I usually wrap up every semester by requiring my students to reflect on the class, their work, and what they learned. This semester I included a letter with the reflection prompt. Below is the prompt for my first- and second-year writing students.
Dear Writing Students,
As our time together draws to an end, I want to celebrate everything we have accomplished this semester – especially the ways you have helped each other grow as writers and thinkers. I am very proud of the work you have done and the community we have built. I hope you are taking away many lessons from this experience – both those that I taught you as well as those we learned together. However, there are some key lessons that I hope you will carry forward throughout college and beyond.
Perhaps the most essential lesson I hope you will have learned is to embrace the process. Obviously, the end result matters, but I hope that you now understand how the process can be fun and rewarding if you focus on the journey rather than the end result. Furthermore, I hope you see how working through the steps of feeding your brain, writing and talking it out, and then refining your final product is so much less stressful and so much more powerful.
In addition, I hope you have learned to question and challenge as well as peel back the layers to dig deeper into texts and ideas, both those presented to you by others as well as your own work. I hope you will always seek to find more meaning, to go beyond the surface, in your future literacy experiences both in college and out.

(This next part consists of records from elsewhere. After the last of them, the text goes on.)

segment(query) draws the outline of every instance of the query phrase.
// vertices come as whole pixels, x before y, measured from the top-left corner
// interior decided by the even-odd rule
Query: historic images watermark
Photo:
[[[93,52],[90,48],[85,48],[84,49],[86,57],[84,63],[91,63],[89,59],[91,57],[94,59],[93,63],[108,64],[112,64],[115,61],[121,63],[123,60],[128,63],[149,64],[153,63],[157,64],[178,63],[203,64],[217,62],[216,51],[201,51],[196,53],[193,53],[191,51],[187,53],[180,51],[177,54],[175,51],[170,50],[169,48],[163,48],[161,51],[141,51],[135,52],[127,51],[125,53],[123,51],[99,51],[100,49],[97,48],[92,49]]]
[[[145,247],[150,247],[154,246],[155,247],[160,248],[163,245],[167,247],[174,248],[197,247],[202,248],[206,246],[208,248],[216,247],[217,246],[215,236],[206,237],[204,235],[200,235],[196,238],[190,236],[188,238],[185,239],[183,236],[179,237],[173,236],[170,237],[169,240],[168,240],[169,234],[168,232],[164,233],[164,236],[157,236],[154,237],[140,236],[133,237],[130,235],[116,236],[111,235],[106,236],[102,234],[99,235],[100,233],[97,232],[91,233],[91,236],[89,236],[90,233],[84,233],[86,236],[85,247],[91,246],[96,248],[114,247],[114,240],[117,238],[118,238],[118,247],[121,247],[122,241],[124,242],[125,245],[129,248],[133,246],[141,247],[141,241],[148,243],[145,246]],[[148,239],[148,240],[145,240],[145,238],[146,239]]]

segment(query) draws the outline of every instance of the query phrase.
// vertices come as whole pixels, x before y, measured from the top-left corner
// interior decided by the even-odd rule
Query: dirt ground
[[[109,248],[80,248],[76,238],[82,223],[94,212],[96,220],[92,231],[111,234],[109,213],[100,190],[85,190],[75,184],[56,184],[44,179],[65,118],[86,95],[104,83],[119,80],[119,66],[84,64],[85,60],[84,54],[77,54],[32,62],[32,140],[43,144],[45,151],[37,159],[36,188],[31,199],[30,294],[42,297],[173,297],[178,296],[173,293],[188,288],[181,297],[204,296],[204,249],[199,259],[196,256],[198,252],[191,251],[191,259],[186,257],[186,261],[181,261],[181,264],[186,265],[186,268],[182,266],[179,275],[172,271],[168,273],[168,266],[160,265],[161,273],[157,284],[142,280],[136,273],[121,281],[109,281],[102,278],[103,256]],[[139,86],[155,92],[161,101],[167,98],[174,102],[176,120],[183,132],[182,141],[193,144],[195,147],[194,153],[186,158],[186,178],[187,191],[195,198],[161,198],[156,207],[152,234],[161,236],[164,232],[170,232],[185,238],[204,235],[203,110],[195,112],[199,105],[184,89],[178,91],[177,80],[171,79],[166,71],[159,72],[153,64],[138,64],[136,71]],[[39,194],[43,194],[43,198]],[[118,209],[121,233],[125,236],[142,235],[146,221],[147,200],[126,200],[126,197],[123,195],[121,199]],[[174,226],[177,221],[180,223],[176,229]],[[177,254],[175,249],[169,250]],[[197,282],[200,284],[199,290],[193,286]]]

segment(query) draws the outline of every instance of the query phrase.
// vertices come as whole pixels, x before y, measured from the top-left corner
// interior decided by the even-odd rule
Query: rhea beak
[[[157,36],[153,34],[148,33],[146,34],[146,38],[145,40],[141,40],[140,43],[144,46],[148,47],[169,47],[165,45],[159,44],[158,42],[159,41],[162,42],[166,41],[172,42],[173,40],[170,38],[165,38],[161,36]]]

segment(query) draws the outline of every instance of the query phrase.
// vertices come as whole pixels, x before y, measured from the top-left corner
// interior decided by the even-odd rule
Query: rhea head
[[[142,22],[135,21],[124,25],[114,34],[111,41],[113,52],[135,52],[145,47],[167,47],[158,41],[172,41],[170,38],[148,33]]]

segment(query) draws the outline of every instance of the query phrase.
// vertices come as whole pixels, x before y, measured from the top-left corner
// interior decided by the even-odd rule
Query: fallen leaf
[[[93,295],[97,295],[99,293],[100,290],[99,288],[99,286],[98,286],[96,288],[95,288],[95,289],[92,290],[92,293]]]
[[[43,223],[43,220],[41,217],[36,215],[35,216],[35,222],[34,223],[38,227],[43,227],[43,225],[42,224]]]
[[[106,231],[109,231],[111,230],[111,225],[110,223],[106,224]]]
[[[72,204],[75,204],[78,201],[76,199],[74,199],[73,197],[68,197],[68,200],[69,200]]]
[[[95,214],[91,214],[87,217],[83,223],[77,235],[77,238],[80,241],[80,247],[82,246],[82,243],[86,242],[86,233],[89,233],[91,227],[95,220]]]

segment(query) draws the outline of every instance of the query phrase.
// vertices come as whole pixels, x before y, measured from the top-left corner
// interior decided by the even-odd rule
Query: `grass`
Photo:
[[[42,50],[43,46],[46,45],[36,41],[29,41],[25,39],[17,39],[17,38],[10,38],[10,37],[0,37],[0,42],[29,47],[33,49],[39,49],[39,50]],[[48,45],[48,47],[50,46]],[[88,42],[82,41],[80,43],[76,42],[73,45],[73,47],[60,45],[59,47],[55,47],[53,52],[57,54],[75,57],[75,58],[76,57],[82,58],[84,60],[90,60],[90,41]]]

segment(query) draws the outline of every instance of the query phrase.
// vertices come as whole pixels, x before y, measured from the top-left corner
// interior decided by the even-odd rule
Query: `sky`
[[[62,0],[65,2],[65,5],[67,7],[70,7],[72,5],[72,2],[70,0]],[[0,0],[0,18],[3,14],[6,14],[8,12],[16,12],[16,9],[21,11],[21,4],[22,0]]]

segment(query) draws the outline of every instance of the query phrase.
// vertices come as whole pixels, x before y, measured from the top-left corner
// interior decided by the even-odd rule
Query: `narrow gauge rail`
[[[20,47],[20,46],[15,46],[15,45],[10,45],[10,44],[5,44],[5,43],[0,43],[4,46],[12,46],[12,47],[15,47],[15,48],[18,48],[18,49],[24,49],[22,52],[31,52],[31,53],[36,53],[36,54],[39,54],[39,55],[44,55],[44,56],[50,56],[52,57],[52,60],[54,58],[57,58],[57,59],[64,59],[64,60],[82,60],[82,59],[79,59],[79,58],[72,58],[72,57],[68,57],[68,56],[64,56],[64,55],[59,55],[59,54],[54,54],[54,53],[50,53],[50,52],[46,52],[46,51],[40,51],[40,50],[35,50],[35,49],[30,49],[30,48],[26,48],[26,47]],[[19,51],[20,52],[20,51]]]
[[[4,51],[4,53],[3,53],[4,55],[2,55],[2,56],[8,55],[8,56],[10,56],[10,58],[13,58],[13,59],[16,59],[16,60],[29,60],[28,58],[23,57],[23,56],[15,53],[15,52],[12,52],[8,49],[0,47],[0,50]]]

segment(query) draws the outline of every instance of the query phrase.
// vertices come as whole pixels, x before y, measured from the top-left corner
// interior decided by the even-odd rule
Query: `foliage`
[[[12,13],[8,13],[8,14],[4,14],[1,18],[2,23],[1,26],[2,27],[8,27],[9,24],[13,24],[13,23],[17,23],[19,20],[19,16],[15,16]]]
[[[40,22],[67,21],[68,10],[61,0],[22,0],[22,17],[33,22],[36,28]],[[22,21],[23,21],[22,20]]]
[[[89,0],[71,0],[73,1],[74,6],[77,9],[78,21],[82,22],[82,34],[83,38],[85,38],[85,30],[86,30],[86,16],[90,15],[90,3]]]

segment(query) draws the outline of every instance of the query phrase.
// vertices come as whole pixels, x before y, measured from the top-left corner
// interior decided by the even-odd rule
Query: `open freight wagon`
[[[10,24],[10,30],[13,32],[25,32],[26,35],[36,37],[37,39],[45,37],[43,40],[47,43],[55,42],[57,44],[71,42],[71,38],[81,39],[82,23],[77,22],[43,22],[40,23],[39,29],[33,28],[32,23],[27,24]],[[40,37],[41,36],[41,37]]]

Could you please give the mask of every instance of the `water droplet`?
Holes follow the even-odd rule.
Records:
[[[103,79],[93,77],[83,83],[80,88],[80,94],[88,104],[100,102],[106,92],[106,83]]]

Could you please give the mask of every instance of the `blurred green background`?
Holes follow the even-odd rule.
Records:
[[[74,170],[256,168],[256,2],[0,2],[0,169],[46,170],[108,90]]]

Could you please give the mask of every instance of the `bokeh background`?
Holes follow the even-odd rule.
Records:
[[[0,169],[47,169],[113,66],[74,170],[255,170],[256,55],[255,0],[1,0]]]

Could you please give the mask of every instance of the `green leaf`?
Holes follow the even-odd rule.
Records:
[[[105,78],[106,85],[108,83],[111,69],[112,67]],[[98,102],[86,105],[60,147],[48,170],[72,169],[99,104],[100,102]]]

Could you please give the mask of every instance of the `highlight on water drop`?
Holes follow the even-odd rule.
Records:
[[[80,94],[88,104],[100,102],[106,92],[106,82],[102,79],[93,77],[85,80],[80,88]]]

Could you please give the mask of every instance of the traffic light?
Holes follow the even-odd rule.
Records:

Finally, I hope, more than anything, that you have learned to love writing – just a little – and that you believe in yourself as a writer and thinker just a little more than you did before we began our work together. Your unique ideas deserve to be shared to inspire others. Your voice needs to be heard. I believe in you, your classmates believe in you, and you should believe in you, too.
What do you hope your students will take away from your classroom? What do you ask them to reflect on at the end of a class? Do you ask your students to share their insights on future class design?